# Pics after suspension and Hartges



## PropellerHead (Jan 3, 2002)

You cannot believe how well Hartge Classics, (and I assume all Hartges?) match TiAG paint! It's almost like the wheel was made for that color- Now that I think of it, looking at the Hartge website, they may have been!
Hartge Web Page for 5 series

A shot from the front right:









From the side:









And from the rear:









I did the suspension months and months ago, but never took any pics. Tomorrow is the M5 lip spoiler- maybe I can get some pics then, too.


----------



## Guest (Feb 22, 2002)

Looking real good. Those wheels look great on your car :thumb:


----------



## Clem (Oct 29, 2001)

They are a sweet wheel.

Here's a photoshop done on my car a while back......


----------



## PropellerHead (Jan 3, 2002)

*Awesome on the E46!*

And, might I say, I can only aspire to your abilities in Photoshop!

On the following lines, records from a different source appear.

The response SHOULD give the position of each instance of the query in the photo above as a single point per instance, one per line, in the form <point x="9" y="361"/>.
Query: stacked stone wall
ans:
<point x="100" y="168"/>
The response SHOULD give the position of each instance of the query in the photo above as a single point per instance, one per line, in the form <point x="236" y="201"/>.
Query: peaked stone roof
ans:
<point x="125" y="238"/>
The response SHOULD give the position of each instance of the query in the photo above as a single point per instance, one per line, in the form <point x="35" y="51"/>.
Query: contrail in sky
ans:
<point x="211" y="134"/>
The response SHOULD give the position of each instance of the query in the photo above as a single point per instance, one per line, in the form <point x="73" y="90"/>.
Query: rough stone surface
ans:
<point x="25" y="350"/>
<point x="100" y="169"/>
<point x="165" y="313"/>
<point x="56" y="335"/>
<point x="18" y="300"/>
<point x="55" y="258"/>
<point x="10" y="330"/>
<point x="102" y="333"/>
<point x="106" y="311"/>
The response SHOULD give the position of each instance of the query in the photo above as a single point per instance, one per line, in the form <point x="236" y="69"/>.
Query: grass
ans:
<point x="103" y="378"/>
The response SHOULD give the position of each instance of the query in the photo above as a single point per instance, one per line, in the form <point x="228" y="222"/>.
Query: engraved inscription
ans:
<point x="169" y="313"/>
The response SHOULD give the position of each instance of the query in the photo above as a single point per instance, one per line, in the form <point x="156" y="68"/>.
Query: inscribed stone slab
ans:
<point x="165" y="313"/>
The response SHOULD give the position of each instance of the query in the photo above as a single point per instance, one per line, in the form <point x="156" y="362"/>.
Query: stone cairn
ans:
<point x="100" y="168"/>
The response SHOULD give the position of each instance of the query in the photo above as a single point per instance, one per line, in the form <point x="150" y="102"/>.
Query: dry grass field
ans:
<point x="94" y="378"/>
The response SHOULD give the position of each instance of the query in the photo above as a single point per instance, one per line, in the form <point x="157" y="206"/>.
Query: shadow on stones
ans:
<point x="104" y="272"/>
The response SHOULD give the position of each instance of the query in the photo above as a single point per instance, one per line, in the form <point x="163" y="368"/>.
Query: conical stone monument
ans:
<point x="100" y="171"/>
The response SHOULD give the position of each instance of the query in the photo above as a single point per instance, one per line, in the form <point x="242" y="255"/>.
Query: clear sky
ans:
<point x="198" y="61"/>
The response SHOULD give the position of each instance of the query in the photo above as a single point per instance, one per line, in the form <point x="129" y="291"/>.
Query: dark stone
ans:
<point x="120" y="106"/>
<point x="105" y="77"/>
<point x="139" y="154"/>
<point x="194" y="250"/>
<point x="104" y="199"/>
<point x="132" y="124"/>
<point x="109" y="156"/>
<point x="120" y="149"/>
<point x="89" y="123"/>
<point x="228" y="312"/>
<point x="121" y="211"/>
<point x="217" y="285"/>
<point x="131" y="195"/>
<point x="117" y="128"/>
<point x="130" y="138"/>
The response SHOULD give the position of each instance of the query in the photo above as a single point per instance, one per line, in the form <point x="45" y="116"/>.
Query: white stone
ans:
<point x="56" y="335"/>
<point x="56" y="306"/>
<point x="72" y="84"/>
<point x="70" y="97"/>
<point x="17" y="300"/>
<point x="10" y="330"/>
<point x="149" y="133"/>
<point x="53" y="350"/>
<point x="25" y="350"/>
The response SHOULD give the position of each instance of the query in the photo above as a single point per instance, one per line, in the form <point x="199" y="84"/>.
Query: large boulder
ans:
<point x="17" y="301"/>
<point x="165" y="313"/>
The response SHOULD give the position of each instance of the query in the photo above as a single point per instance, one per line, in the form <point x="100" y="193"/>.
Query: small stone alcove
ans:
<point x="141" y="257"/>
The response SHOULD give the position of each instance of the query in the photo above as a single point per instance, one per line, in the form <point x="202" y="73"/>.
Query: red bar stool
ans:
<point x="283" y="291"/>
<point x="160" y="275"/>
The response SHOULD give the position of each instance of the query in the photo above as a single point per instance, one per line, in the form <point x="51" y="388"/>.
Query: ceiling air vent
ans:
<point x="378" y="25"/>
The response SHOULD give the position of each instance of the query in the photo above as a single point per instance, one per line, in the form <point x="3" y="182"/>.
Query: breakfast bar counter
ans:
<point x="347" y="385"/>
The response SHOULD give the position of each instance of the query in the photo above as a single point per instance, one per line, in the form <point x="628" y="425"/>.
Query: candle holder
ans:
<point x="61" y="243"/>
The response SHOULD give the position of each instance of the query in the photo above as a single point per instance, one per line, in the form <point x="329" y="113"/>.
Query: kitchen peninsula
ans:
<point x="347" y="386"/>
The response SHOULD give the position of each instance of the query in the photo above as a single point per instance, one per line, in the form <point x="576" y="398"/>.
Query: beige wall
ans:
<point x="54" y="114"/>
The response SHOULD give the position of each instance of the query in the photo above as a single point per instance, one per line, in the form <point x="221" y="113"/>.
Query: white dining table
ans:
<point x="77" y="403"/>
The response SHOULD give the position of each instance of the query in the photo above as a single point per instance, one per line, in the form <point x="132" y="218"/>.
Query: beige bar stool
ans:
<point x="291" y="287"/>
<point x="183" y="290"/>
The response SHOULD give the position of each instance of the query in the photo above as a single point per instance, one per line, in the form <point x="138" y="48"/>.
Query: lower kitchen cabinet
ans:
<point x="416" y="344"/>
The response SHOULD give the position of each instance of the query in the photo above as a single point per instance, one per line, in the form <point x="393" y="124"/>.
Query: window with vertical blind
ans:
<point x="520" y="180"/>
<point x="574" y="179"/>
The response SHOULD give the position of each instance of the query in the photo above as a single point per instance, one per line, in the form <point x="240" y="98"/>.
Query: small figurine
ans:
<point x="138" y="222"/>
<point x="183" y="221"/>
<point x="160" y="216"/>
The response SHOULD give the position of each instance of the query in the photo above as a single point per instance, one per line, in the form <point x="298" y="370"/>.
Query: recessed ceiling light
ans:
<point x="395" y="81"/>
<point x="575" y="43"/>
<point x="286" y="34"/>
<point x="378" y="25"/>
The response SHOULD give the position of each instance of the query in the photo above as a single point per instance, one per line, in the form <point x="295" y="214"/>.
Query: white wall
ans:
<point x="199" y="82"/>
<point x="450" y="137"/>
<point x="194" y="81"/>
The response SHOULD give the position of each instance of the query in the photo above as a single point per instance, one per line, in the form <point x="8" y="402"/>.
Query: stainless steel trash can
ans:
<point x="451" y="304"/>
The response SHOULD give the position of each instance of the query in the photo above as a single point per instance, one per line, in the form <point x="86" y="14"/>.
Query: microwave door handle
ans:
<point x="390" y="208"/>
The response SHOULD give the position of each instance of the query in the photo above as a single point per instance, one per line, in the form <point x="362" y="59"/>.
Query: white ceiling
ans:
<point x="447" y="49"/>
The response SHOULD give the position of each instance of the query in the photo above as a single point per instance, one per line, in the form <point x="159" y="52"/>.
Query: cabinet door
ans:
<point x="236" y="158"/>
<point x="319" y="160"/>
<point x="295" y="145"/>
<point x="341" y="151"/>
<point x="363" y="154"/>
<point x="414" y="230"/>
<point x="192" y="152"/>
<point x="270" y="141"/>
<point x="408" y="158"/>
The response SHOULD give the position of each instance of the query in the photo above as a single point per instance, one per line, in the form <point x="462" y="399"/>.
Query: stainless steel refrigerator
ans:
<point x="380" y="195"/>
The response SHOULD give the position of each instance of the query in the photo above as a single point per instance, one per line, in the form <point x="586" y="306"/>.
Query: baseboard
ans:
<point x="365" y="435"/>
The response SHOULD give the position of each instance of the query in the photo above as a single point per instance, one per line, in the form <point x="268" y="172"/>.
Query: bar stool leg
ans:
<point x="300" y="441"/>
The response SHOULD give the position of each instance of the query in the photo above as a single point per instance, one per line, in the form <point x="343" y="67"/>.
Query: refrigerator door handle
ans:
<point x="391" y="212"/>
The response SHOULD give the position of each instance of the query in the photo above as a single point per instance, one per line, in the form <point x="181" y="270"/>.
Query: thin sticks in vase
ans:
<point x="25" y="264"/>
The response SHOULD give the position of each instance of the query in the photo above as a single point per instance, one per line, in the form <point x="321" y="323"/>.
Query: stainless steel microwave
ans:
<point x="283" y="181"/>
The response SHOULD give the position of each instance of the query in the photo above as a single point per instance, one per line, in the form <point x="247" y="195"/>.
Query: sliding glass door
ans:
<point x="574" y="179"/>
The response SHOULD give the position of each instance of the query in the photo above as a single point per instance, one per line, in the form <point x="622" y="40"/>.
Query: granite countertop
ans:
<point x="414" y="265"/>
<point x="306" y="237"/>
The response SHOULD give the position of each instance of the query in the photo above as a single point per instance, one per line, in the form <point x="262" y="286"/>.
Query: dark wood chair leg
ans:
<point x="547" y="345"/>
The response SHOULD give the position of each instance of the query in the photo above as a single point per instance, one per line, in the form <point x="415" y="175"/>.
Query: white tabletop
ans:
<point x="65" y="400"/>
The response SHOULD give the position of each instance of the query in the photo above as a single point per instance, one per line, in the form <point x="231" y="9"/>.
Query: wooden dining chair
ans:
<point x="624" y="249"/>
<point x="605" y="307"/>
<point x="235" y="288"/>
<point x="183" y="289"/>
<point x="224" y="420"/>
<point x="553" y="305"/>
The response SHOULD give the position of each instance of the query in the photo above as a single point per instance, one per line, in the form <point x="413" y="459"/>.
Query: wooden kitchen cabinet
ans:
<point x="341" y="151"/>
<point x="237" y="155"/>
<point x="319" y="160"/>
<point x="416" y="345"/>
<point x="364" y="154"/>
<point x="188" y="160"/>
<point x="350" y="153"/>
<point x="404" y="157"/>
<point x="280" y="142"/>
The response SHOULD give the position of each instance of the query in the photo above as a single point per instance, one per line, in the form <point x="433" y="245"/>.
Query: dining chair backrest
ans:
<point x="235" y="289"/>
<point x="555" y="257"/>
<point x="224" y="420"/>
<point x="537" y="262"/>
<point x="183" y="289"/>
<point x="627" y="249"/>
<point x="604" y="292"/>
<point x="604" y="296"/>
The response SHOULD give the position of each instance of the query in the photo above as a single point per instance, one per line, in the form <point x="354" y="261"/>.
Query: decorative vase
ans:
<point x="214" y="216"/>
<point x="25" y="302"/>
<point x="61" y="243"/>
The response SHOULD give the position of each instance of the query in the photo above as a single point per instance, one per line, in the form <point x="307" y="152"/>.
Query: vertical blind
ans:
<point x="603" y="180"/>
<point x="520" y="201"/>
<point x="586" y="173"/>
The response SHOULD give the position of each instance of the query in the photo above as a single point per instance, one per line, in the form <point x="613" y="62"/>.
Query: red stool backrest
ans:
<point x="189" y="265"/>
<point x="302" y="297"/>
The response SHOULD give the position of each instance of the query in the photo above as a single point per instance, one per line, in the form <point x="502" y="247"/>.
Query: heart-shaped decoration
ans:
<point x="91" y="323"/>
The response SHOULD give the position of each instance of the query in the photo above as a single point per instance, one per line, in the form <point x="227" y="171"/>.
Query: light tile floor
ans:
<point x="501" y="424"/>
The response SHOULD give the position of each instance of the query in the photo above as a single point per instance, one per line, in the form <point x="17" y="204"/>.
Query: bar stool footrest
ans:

I have seen them on a black E39 and they looked great there, too.


----------



## Chris330Ci (Jan 23, 2002)

I've never been a big fan of aftermarket wheels, but I have to say that those look awesome on your car..!!! Post more pix soon...

:thumb:


----------



## PropellerHead (Jan 3, 2002)

*Thanks!*



> I've never been a big fan of aftermarket wheels, but I have to say that those look awesome on your car..!!!


I like your stock ones, too- In fact, we did not order the 18" wheels on our incoming '02 330 cause my wife preferred the ones like yours!

Now, if only we could get THOSE in 18's...

More pics this w/e.


----------